Slowing down the Selenium tests
- Open the Run Configuration entry for your TestNG test. (Run > Run Configurations, select the test you want to slow down.)
- Select the Arguments tab.
- Paste the following in the VM Arguments box: -Dmifos.selenium.delay="500"
- Click Apply, then Run.
This will take effect until you remove this argument.
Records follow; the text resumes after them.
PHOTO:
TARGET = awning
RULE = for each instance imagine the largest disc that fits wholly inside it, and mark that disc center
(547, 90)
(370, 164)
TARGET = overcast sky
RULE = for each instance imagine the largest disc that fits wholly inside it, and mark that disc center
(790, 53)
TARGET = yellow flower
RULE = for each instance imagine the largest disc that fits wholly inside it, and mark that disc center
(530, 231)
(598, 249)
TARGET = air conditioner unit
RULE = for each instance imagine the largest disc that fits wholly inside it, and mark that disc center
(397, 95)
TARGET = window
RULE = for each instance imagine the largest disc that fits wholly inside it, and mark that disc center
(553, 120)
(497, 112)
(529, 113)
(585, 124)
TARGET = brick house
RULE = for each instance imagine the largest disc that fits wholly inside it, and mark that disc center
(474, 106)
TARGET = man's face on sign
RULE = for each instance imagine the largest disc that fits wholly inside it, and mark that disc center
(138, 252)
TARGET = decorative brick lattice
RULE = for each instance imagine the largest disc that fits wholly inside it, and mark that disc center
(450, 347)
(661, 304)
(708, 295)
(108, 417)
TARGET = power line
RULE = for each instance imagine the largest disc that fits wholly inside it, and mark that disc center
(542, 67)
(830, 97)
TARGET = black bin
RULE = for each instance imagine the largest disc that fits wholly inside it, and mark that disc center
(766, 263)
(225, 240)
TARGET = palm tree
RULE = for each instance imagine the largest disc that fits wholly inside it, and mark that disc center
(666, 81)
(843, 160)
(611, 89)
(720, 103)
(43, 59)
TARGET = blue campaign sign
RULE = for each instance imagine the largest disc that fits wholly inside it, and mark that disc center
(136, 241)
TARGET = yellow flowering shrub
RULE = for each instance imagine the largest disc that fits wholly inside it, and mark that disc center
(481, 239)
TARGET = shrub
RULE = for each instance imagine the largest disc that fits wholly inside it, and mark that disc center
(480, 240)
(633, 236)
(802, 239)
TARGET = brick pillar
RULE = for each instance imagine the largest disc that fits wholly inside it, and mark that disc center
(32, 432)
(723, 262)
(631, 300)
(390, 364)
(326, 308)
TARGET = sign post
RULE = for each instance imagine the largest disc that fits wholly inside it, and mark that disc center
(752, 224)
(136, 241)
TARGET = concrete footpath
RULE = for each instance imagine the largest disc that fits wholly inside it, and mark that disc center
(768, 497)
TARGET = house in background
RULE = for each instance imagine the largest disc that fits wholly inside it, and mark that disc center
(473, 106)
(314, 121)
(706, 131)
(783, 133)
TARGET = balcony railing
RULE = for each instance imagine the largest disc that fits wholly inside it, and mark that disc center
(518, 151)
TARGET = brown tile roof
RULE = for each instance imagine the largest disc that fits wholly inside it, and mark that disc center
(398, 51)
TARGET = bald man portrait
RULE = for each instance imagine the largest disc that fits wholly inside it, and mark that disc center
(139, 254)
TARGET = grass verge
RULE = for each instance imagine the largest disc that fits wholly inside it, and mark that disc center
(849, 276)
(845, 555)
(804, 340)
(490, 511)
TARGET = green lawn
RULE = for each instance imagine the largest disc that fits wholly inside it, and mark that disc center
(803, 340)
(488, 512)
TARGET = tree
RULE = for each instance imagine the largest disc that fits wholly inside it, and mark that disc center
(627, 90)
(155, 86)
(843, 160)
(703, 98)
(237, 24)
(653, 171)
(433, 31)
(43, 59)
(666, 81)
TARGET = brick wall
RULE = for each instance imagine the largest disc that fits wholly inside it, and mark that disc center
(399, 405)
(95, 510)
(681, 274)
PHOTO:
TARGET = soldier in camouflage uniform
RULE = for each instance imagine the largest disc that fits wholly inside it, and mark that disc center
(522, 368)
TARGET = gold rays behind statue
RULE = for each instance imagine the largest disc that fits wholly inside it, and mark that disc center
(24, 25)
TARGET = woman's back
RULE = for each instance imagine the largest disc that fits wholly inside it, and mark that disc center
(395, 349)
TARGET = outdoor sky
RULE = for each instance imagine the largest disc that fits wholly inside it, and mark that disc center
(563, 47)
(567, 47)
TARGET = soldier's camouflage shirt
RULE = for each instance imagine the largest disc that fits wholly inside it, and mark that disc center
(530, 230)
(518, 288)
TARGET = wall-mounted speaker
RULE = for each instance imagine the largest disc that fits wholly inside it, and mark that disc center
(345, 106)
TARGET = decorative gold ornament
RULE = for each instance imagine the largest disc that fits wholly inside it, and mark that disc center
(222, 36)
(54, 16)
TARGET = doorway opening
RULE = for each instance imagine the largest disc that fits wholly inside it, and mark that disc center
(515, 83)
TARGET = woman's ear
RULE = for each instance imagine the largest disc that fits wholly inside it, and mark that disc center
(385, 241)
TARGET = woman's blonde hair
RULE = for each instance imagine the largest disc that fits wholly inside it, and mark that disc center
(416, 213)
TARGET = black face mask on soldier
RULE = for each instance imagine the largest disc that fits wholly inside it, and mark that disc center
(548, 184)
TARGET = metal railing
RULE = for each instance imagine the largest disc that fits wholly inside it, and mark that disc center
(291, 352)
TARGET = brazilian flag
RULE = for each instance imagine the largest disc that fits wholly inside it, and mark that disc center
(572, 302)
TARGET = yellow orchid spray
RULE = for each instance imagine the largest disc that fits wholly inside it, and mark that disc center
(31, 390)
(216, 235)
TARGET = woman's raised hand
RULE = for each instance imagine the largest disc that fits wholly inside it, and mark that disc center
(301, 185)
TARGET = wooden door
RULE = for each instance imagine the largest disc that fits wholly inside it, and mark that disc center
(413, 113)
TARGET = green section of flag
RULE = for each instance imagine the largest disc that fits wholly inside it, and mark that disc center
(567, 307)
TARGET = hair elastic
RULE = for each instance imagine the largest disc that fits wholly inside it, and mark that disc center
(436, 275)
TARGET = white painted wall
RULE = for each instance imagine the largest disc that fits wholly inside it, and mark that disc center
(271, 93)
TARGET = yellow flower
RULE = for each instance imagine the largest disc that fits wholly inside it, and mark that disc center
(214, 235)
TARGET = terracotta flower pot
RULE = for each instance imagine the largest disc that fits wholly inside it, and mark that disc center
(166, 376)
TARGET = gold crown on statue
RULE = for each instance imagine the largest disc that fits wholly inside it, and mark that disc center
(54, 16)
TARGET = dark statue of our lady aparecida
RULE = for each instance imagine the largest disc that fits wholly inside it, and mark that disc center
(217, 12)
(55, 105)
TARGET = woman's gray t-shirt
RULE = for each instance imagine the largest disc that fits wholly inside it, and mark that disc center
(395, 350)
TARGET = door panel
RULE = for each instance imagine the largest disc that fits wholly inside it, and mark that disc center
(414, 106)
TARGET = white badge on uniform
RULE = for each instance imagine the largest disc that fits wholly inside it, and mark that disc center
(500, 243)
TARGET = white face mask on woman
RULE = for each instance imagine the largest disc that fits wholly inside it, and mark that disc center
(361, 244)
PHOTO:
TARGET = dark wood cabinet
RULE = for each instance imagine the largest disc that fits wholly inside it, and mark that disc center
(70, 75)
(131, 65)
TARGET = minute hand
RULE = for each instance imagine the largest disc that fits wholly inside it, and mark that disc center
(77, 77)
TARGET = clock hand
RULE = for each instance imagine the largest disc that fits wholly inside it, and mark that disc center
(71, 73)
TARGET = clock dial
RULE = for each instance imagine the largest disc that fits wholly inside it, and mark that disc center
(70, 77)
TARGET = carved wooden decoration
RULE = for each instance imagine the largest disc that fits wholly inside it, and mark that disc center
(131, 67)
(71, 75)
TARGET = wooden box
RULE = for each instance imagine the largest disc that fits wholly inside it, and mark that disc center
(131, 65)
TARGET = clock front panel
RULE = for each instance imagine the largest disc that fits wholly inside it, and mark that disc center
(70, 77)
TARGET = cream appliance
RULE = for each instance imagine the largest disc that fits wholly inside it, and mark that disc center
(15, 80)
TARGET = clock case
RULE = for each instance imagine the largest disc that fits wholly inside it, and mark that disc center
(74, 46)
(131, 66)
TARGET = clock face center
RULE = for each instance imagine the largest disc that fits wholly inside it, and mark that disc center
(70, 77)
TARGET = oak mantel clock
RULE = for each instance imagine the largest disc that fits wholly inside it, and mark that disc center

The number is in milliseconds. This will add a 500ms delay to every action taken by Selenium by the acceptance test. You can change the "500" to any integer number of milliseconds you want.
How it works:
Spring now instantiates the DefaultSelenium bean called "selenium" that is used by the tests. SeleniumSpeedControl is an aspect that is applied to the selenium bean. It has a delay after every public method invocation. To activate it, you set a Java System Property called mifos.selenium.delay
Troubleshooting
- When running from the commandline, if the cargo (tomcat) container start hangs, this means you probably have a local tomcat running, in Eclipse WTP or somewhere else. Stop it, stop the build, and try again.
Developing Acceptance Tests
- Initial data can be loaded into the database by adding sql scripts to the root pom.xml's insert-data profile. These scripts should NOT alter the database structure.
- Not seeing your changes? The acceptance tests use the latest war file from the local Maven repository, which is placed there by a mvn clean install in the application/ module.